January 2010 - photo by MAG

Over the past five years I’ve worked with medical professionals, a life coach, and countless individuals who have skills that I’d like to develop. I’ve listened to them, employed their advice, and adjusted it when the fit wasn’t quite right.

I’ve started asking questions, talking about things openly and honestly, and stopped thinking that “other people” somehow have it all figured out.

They don’t.

It was when I started listening to that inner voice that lets me know when something is working (and when it isn’t) that I realized my life is simply that – my life.

And while I can look at the choices others are making and the results they’re getting, there’s no way for me to know all of the factors that have gone into their decisions. The outcome of their choices is uniquely their own, and measuring myself against “other people” doesn’t do me – or them – any favors.

Five years after my first trip to New York City, I am a decidedly happier and healthier version of myself. I feel more confident, more secure in my decisions, and more self-assured about the direction my life is taking. I don’t know where the next five years will lead, but if the last five are any indication, I’m going to wind up someplace absolutely amazing.

And I’m looking forward to the adventure!

August 2011 - photo by MAG

4 Responses to “Empire State Building”

  1. drownthatpuppy February 1, 2012 at 5:52 pm #

    Mary, it takes guts to blog at all and more to write so honestly. When’s your move date?
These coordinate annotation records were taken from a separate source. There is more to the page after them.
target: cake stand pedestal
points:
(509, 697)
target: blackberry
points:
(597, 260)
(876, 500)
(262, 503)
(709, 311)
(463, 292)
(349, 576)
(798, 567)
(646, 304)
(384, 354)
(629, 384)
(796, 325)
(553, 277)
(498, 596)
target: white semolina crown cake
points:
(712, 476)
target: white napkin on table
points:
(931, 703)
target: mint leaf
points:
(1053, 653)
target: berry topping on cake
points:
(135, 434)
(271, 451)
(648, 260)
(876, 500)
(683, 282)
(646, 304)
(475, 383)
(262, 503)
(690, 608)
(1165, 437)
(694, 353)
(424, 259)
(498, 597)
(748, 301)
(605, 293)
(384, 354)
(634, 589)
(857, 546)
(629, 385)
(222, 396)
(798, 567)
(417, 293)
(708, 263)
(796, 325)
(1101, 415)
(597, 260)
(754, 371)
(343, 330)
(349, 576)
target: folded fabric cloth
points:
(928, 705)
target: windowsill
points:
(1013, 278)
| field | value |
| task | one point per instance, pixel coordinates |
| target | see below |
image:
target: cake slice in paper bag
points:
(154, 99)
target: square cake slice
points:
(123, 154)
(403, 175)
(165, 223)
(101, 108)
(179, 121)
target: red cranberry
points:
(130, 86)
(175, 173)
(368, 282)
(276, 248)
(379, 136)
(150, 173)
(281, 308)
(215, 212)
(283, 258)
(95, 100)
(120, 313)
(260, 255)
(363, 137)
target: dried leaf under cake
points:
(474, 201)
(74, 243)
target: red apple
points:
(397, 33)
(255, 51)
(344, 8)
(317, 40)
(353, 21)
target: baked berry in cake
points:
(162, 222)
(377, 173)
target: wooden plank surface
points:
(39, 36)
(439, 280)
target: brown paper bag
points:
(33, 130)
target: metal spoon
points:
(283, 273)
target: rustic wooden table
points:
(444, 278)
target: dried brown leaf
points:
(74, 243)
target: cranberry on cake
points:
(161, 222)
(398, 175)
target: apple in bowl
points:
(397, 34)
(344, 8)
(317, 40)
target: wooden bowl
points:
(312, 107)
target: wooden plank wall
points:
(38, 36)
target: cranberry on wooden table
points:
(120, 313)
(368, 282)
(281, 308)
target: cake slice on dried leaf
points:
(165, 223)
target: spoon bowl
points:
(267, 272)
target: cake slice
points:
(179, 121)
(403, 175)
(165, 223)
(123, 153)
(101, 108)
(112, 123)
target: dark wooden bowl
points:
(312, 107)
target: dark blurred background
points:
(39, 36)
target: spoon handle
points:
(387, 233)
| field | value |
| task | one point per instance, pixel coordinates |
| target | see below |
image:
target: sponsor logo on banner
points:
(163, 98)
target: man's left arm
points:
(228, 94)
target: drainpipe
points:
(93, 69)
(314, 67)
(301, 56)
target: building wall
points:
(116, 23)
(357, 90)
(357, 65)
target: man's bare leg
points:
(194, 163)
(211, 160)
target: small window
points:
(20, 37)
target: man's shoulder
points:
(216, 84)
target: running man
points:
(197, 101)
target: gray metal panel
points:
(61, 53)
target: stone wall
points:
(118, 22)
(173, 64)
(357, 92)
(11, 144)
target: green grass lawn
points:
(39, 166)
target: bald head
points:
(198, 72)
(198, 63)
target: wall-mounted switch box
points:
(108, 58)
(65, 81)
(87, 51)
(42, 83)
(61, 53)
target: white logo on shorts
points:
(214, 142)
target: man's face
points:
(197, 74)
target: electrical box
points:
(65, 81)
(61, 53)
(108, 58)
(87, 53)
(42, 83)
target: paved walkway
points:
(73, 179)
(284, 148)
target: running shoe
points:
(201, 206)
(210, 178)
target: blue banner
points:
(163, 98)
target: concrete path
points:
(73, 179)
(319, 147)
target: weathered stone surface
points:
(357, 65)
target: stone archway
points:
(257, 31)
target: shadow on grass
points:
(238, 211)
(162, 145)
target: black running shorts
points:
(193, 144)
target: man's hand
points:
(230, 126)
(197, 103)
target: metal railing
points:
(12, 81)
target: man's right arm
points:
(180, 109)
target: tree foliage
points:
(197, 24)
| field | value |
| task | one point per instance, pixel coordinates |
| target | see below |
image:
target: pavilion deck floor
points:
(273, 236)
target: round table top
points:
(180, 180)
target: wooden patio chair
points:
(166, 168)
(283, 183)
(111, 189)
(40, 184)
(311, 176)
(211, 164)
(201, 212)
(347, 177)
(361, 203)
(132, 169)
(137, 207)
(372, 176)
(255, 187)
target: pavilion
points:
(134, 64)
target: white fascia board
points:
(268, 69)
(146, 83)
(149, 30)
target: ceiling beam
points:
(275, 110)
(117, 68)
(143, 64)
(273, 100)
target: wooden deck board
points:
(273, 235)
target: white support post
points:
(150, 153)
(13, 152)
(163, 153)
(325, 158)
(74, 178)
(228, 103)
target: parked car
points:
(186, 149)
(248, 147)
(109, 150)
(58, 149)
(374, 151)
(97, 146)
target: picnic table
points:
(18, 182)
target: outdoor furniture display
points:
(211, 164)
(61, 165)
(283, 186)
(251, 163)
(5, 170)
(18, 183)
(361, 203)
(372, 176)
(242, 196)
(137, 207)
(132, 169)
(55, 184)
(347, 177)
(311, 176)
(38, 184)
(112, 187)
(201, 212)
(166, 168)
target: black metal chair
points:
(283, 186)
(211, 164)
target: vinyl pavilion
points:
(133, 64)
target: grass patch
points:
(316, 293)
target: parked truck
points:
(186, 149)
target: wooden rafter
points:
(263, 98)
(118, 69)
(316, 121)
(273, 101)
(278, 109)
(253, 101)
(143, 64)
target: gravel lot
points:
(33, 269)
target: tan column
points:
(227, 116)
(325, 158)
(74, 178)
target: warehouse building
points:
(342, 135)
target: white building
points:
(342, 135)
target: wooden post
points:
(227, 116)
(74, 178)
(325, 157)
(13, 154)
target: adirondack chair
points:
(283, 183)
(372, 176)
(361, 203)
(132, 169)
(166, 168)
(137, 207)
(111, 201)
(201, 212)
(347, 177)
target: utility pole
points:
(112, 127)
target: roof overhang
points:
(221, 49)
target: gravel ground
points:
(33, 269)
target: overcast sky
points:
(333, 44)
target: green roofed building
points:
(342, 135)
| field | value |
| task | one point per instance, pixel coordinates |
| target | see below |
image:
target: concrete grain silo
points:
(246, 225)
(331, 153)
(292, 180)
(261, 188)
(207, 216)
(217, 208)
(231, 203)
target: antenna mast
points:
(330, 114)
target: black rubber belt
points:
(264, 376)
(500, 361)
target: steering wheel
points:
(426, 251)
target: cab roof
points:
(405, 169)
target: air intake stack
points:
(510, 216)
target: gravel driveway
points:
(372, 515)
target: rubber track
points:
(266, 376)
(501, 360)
I look forward to reading more about your adventures in NYC..

    Like

    • Mary February 2, 2012 at 7:43 am #

      Thank you so much for your comment! I don’t yet have a firm move date, and I’m not entirely sure where I will actually end up at this point (money and career are the two main issues at the moment), but I know that at *some* point, I will make it to NYC!

      Thank you for reading!!
      Mary

      Like

  2. lovelikeangels March 2, 2012 at 6:04 pm #

    I THOUGHT I’d noticed a difference in your weight, Ms. G. I’ve been meaning to tell you that you look much slimmer in comparison to when I first met you and it makes me so happy! I’m so glad you’re on this wonderful journey.

    Like

    • Mary March 2, 2012 at 10:47 pm #

      Thank you so much, Viviana! And I’m so happy that your amazing talent for combining food and photography has it’s own blog!! I can’t wait to read (and see) more!